First, it is worth remarking that with the exception of the Crimean War (which even the most prejudiced American will not regard as a war of aggression or as a thing for which England should be blamed) Great Britain has not been engaged in hostilities with any European Power since the days of Napoleon. Nor can it be contended that England's share in the Napoleonic wars was of England's seeking. Since then, if she has avoided hostilities it has not been for lack of opportunity. The people which, with Britain's intricate complexity of interests, amid all the turmoils and jealousies of Europe, has kept the peace for a century can scarcely have been seeking war.

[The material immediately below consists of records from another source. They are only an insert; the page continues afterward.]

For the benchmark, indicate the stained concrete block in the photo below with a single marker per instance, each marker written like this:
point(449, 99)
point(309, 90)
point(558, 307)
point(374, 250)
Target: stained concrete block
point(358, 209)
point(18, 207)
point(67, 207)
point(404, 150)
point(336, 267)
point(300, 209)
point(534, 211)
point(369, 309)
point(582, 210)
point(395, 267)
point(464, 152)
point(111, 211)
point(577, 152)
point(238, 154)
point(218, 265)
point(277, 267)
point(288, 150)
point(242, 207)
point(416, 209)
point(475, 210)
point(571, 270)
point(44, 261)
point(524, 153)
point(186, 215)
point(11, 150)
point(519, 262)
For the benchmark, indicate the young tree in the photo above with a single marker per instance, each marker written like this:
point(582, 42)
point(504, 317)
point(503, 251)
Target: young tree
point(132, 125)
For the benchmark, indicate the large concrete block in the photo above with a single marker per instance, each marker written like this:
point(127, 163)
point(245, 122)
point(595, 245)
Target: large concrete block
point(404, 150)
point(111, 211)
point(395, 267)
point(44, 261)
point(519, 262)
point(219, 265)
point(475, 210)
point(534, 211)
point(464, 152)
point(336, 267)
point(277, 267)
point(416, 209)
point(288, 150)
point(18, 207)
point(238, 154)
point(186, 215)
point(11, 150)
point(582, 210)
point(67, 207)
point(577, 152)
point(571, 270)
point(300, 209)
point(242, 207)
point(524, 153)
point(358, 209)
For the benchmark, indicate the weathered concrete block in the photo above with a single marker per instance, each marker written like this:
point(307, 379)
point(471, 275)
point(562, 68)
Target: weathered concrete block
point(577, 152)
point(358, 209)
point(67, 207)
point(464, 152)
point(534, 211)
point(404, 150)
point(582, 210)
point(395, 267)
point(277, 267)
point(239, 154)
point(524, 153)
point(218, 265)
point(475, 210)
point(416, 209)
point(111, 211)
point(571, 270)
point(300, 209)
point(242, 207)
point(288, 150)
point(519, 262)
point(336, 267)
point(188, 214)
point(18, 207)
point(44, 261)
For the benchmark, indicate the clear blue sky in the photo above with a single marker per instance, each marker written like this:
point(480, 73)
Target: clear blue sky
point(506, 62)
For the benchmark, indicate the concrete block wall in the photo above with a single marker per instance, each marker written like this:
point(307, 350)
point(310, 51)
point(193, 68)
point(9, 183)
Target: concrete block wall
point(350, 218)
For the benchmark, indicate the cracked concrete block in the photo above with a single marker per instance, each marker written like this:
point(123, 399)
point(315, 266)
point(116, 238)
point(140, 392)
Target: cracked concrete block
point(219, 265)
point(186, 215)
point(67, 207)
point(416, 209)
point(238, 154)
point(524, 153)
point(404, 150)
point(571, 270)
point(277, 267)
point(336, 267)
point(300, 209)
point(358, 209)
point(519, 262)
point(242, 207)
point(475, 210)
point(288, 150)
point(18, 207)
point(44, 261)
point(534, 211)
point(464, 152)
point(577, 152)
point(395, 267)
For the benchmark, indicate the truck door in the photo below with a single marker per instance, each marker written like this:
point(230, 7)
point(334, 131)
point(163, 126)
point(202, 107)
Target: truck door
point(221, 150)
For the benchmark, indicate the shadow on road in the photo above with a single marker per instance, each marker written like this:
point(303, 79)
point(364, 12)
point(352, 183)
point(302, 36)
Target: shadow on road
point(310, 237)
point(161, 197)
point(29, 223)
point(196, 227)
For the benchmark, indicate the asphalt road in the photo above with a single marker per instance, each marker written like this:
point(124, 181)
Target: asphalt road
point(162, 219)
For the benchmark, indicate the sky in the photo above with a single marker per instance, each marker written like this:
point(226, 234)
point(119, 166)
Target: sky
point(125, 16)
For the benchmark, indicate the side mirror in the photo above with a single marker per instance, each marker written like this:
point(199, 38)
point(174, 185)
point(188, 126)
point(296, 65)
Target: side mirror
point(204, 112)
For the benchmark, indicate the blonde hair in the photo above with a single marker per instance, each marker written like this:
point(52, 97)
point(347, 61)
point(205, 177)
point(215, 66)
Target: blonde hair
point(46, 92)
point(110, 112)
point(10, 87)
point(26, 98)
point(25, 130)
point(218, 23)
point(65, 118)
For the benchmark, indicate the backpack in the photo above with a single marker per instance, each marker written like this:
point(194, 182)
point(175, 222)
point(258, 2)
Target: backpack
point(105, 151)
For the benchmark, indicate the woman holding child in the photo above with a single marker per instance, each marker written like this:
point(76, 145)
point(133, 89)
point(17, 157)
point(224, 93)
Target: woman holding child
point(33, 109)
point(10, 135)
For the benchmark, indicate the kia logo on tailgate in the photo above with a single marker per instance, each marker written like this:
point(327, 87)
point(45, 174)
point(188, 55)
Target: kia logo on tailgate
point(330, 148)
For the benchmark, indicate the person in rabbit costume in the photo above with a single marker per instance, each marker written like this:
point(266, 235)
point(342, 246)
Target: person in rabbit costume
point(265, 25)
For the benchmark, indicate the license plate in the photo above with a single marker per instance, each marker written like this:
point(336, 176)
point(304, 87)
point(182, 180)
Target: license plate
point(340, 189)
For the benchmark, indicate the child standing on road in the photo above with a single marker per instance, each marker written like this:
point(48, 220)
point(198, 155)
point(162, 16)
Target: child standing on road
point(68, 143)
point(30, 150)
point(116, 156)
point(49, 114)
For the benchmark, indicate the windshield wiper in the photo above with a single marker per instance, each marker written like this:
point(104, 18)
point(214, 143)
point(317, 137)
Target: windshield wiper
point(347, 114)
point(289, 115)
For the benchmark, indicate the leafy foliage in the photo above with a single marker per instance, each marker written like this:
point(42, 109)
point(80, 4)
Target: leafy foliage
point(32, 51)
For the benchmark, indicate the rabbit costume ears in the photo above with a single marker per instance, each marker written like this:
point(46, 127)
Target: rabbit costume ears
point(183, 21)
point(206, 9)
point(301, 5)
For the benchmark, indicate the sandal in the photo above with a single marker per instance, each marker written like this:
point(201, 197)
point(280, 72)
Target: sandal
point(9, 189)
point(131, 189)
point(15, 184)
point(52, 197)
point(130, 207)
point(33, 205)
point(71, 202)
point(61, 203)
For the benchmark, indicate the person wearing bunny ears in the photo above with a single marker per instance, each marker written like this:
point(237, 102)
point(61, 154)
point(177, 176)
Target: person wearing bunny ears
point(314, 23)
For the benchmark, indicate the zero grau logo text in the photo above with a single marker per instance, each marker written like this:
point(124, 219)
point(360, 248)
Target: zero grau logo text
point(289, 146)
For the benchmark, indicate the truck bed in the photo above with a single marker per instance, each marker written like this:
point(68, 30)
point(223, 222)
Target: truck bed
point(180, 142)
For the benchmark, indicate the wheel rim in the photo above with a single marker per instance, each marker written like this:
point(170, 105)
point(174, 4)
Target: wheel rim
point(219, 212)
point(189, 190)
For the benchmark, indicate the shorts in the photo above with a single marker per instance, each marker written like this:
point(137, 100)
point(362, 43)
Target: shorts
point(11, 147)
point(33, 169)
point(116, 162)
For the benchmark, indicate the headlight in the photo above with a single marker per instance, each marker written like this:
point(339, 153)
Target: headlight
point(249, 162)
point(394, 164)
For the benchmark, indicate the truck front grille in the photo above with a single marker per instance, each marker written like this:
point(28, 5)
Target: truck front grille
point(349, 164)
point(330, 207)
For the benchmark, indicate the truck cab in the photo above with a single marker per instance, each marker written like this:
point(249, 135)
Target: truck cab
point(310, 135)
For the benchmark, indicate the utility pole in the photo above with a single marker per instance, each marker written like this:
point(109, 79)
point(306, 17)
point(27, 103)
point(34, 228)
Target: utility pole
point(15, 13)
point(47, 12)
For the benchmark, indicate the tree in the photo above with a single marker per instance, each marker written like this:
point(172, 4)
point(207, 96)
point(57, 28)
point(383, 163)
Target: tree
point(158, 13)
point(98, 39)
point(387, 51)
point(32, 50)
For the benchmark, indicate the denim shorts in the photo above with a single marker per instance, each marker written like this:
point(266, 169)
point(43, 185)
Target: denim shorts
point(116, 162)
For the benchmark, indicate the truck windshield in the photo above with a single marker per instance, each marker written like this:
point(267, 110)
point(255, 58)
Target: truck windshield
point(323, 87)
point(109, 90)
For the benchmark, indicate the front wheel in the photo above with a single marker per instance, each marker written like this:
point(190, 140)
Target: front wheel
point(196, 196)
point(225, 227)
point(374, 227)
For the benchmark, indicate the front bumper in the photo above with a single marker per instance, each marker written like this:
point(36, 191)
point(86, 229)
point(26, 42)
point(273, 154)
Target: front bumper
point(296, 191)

And again the American will say: "That's all right; I am not talking of Europe. You've been fighting all over the world all the time. There has never been a year when you have not been licking some little tin-pot king and freezing on to his possessions."

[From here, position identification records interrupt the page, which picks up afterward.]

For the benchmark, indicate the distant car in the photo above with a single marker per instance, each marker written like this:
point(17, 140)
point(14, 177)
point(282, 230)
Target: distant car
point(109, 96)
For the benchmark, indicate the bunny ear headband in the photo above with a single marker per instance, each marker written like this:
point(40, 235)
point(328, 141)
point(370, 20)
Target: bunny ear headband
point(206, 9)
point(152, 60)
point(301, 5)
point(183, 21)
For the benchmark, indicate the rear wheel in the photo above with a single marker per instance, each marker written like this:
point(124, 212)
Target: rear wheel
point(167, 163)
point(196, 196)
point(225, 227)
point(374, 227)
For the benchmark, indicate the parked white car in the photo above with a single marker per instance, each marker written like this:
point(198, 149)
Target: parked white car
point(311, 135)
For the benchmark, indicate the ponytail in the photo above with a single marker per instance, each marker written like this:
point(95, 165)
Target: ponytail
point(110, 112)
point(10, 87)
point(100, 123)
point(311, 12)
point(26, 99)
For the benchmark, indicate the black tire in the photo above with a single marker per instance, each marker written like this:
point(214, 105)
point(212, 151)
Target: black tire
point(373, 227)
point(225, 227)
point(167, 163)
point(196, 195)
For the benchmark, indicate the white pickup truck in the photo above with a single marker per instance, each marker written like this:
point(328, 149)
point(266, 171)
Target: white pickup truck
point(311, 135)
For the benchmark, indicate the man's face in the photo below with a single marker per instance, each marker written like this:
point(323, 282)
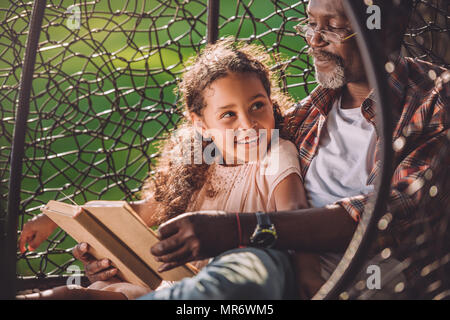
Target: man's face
point(335, 63)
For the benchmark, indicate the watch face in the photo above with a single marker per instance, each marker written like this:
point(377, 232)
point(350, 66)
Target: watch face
point(264, 238)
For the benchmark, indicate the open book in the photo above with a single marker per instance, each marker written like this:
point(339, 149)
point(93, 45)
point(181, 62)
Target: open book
point(114, 231)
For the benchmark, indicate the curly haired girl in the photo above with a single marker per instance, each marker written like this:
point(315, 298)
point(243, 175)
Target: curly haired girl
point(227, 155)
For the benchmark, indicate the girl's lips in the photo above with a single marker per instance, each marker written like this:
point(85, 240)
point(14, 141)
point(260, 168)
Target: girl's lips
point(248, 140)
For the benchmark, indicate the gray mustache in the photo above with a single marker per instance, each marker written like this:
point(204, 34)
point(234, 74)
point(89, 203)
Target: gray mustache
point(324, 55)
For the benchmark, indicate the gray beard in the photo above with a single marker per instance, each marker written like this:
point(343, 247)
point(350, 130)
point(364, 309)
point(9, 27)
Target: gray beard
point(332, 80)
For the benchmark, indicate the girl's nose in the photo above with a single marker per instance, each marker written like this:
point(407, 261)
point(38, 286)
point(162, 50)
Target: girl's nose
point(247, 122)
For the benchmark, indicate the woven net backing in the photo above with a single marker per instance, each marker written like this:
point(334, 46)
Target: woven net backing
point(102, 94)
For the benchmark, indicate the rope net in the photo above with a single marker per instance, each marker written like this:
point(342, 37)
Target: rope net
point(102, 95)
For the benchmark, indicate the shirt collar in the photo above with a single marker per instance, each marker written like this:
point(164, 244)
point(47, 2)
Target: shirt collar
point(323, 98)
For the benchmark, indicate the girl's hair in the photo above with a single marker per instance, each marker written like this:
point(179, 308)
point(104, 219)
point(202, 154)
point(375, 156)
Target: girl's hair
point(175, 181)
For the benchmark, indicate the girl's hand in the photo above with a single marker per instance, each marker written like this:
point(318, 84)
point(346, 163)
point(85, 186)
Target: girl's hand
point(35, 231)
point(195, 236)
point(96, 270)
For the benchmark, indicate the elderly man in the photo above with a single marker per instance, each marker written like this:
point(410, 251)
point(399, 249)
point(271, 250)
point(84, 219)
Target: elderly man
point(336, 134)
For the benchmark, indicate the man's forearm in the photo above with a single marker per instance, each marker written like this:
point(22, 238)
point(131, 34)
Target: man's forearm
point(315, 229)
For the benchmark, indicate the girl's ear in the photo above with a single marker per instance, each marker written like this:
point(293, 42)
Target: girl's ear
point(198, 124)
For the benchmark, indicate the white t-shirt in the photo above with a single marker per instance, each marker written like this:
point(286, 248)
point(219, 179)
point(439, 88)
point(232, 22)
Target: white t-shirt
point(342, 164)
point(344, 158)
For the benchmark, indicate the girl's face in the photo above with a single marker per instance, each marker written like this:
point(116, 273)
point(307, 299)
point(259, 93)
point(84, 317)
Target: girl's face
point(238, 117)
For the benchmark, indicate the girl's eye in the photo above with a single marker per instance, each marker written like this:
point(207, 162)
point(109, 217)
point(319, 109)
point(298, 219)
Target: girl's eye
point(257, 106)
point(227, 114)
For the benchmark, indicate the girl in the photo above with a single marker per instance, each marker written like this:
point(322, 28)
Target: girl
point(227, 156)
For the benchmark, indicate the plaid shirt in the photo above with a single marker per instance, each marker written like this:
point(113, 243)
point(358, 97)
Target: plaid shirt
point(419, 107)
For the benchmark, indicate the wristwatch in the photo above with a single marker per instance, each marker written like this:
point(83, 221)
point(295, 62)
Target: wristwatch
point(265, 234)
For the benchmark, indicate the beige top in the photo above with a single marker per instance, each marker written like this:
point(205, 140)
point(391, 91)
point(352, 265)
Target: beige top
point(247, 187)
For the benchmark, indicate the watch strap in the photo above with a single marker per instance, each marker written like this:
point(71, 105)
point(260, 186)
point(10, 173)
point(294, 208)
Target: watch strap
point(263, 220)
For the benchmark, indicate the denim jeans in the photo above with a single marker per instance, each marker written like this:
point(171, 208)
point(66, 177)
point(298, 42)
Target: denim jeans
point(245, 273)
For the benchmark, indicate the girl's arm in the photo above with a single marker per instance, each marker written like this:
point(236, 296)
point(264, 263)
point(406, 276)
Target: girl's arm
point(290, 194)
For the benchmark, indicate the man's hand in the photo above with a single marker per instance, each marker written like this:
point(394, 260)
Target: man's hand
point(96, 270)
point(195, 236)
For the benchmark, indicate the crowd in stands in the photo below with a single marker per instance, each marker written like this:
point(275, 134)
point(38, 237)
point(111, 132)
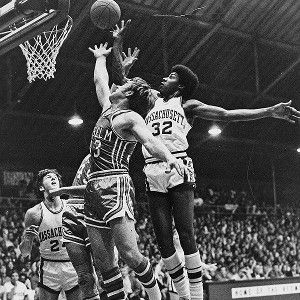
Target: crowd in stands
point(248, 246)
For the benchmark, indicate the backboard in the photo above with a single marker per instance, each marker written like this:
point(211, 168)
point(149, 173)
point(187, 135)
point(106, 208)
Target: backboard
point(21, 20)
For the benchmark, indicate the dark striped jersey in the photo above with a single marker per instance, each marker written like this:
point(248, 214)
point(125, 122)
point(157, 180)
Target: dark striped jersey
point(109, 150)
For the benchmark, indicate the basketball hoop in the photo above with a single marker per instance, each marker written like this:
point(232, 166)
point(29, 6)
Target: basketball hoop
point(42, 50)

Americans are rather proud—justly proud—of the way in which their power has spread from within the narrow limits of the original thirteen States till it has dominated half a continent. It has, indeed, been a splendid piece of work. But what the American is loth to acknowledge is that that growth was as truly a colonising movement—a process of imperial expansion—as has been the growth of the British Empire. Of late years, American historical writers have been preaching this fact; but the American people has not grasped it. Moreover there were tin-pot kings already ruling America. Sioux, Nez Percé, or Cree—Zulu, Ashanti, or Burmese: the names do not matter. And when the expansive energy of the American people reached the oceans, it could no more stop than it could stop at the Mississippi. Hawaii, the Philippines, and Puerto Rico were as inevitable as Louisiana and Texas. And the acquisition of the two last-named was precisely as imperial a process as the acquisition of the others. It is only the leap over-seas that, quite illogically, gives the latter, to American eyes, a different seeming. It matters not whether you vault a boundary pillar on the plain, a river, a mountain barrier, or seven thousand miles of sea-water. The process is the same. Nor in any of the cases was the forward movement other than commendable and inevitable. It was the necessary manifestation of the unrestrainable centrifugal impulse of the Anglo-Saxon.

The impulse which sent the first English colonists to North America sent them also to Australia, to India and the uttermost parts of the earth. The same impulse drove the American colonists westward, northward, southward, in whatever direction they met no restraining force equal to their own expansive energy. It drove them to the Pacific, to the Rio Grande, to the Sault Ste. Marie; and it has driven them over oceans into the Arctic Circle, to the shores of Asia, down the Caribbean. And as it drove them it drove also those Englishmen who were left at home and they too spread on all lines of least resistance. But no American (I have never met one, though I must have talked on the subject to hundreds) will agree that the dispersal of the Englishmen left at home was as legitimate, as necessary, and every whit as peaceful as the dispersal of those Englishmen who went first and made their new home in America.

With the acquisition of over-sea dominions of their own, many Americans are coming to comprehend something of the powerlessness of a great people in the grip of its destiny. They are also beginning to understand that the ruling and civilising of savage and alien peoples is not either all comfort or all profit. If Americans were given the option to-day to take more Philippines, would they take them? Great Britain has been familiar with her Philippines for half a century and more. Does America suppose that she also did not learn her lesson? Will not Americans understand with what utter reluctance she has been compelled again and again to take more? Some day Americans will come to believe that England no more desired to annex Burmah than the United States deliberately planned to take the Philippines; that Englishmen were as content to leave the Transvaal and the Orange Free State alone as ever Americans were to be without Hawaii or Puerto Rico. Egypt was forced upon Great Britain precisely as Cuba is being foisted on America to-day—and every Englishman hopes that the United States will be able to do as much for the Cubans as Great Britain has done for the Egyptians.